Nationwide security: In the latest shift, the Pentagon's new quarterly status report quietly drops any prediction of when local units will take over security responsibility for Iraq. Last year's reports had forecast a transition in 2008.A lot more "discouraging" info at the link.
Bush's prediction: In January 2007, President Bush said Iraqi forces would take charge in all 18 Iraqi provinces by November. Four months past that deadline, they control nine provinces and none of the most volatile ones.
Cost: At least $22 billion has been spent to train an Iraqi military with narrow capabilities, critics and outside experts say.
Pentagon's view: Lt. Gen. James Dubik, the current trainer, said his team has made "huge progress in many areas, quality and quantity." Still, "we're not free of difficulties," he said, citing as an example a critical shortage of midlevel Iraqi officers that will take years to close.
Iraqi view: Dubik says Iraqi defense officials don't expect to take over internal security until as late as 2012 and won't be able to defend Iraq's borders until 2018.

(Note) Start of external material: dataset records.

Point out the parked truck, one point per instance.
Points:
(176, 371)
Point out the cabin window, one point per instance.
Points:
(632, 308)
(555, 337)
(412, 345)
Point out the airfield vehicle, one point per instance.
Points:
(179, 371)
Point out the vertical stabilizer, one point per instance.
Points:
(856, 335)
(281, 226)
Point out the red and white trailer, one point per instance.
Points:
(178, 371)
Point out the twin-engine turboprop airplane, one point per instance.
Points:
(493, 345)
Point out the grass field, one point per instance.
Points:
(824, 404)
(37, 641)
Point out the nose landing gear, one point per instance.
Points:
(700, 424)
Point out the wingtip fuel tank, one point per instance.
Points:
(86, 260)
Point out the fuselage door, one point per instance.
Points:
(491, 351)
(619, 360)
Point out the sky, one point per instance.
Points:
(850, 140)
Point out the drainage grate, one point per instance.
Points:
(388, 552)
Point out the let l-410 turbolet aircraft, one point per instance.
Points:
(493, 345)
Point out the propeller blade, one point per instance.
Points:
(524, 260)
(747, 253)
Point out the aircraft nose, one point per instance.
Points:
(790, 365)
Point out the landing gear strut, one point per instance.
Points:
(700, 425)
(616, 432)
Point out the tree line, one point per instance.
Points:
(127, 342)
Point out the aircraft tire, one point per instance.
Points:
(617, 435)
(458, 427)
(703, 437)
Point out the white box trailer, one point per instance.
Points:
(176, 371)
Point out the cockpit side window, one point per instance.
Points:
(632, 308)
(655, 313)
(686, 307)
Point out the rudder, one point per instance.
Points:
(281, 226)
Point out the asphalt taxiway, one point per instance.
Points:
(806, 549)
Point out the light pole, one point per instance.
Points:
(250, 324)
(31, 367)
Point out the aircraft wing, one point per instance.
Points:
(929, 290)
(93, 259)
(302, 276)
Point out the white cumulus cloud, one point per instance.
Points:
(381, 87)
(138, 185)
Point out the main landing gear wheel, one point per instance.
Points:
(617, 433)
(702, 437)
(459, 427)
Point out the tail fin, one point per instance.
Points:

Outside experts: They say the Iraqi military's list of unmet needs remains long: artillery and modern armor; advanced communications and intelligence systems; a logistics network able to supply everything from food and fuel to transport and ammunition; combat hospitals; and air power.
Now remember, this is your taxes and mine at work here folks. What's effectively happening is that unemployed Iraqis are signing up for a paycheck, a gun, and some free military training. When push comes to shove, they just swap sides without hesitation (it's an Arab cultural thing, or so I have heard: what might seems shameful treason in the Western military tradition is considered eminent common sense across the Middle East).
Is this money being well spent? It seems the real purpose is not to train Iraqis at all, but to maintain good relations with Washtington. Couldn't we just send them some koalas or something?